We instantly clicked, and later, my half-sister arrived on the train from uni and, again, we seemed to click straightaway. A few days later, me, partner and little one visited my sister (who was back in the city where we both live) and she got to meet her niece, which she seemed so happy with. Am meeting half-brother this week, with birth mum coming down to visit, and everything has gone so well. It almost feels as if it has gone too well.

Have kept my parents informed, as that was all they asked for when it came to me ever searching for my birth family, and while they haven't said much - which makes me think they may be worried our relationship will somehow suffer - I've made a point of calling them a bit more often, even if it's just to talk about work or the little one etc.

Part of me feels it has all happened too quickly, but we're so alike and seem to have the same attitude to it, I almost wish I had done it a few years back.

Thanks for all those who commented or messaged me privately - I'm so glad I took the plunge!

OP posts:
StaceyAndTracey · 19/08/2015 16:45

Thank you for coming back to update us and I'm glad that it seems to be going well.

Can I just reiterate my advice to take things slowly ? It can be a bit like a new romance , with strong feelings on both sides.

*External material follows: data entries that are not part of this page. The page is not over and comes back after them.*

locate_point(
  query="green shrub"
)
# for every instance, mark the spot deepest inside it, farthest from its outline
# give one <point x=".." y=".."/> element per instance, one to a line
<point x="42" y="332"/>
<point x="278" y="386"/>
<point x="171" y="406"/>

People can decisions and commitments that they regret later , it can get very intense .

Give yourselves time to integrate this into your life and see how you want things to be going forward .

You are very wise to look after the relationships in your existing family, it can be very unsettling for them . I'm sure they will be reassured when they see that nothing has changed in your feelings for them .

Davy32 · 16/03/2025 10:04

I've done same I went through proper channels I see her once a year and have her telephone number try not to contact her to often I no things were alot different years ago took a while for that to sink in

StaceyandTracey · 16/03/2025 16:59

@Davy32 This thread is 10 years old, so if you want support you should start your own thread. Anyone who see this will probably be responding to the OP.